Voici les commentaires d'un membre de l'équipe des communications de la PRY :

« Aujourd'hui, lors de mon premier quart de nuit après le cours, j'ai pu appliquer certaines des techniques présentées par les conférenciers. Vers 23 h 30, j'ai reçu un appel 911 d'un schizophrène qui se trouvait dans un abribus derrière le centre Hillcrest. Il avait cessé de prendre ses médicaments, il entendait des voix et il voulait que la police lui vienne en aide.

« Pendant les 20 minutes que j'ai passées avec lui au téléphone avant l'arrivée de la première auto-patrouille sur les lieux, l'information que j'avais reçue lors du cours m'a été très utile.

« Premièrement, les connaissances que j'avais acquises sur les épouvantables effets secondaires de certains médicaments m'ont aidé à comprendre ce que la personne ressentait.

« J'avais aussi appris qu'il vaut parfois mieux écouter que parler. J'ai suivi ce conseil pendant une bonne partie de l'appel, soit en résumant les propos du sujet, soit en gardant le silence.

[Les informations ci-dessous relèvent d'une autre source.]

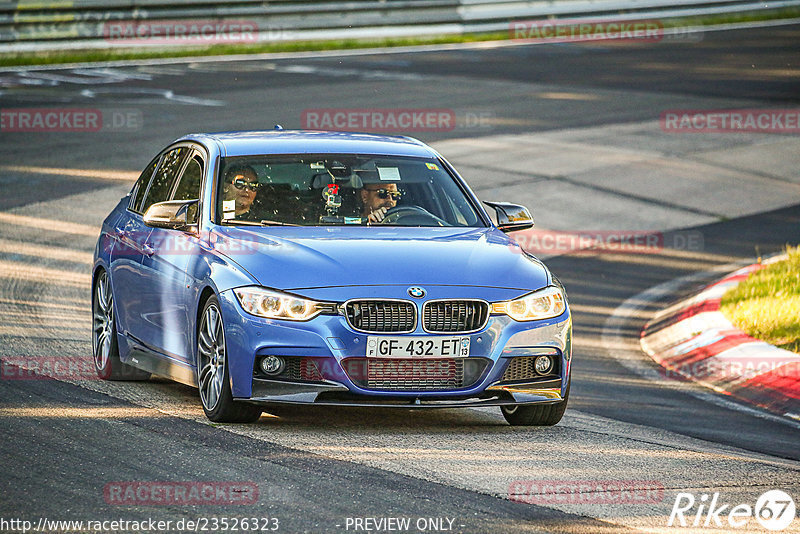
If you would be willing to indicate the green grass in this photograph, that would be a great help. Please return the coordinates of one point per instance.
(81, 56)
(767, 304)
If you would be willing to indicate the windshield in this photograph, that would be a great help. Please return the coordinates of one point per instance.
(314, 190)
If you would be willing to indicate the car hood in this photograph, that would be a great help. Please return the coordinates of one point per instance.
(294, 258)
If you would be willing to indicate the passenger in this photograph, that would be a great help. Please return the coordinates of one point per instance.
(241, 184)
(377, 199)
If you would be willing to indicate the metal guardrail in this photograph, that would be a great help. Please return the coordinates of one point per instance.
(61, 24)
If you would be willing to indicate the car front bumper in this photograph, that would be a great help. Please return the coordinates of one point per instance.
(330, 340)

« Le sujet a continué de me parler malgré son anxiété. Je pense avoir établi un bon rapport avec lui pendant l'appel de 20 minutes, et j'attribue cette réussite à la FISC. »

Les demandes d'intervention auprès de perturbés affectifs étant maintenant chose courante pour la police, elle doit emboîter le pas aux nombreux autres organismes qui cherchent à effacer les préjugés associés aux maladies mentales.

La formation favorise la compréhension, améliore la qualité du service offert à la collectivité et aide à dissiper les préjugés dans notre propre milieu. Ce travail commence avec la FISC.

La police régionale de York (PRY) fournit des services à plus de 1,1 million de résidents dans la région de York (Ontario), Canada. Elle compte plus de 1 500 membres assermentés et 500 employés civils.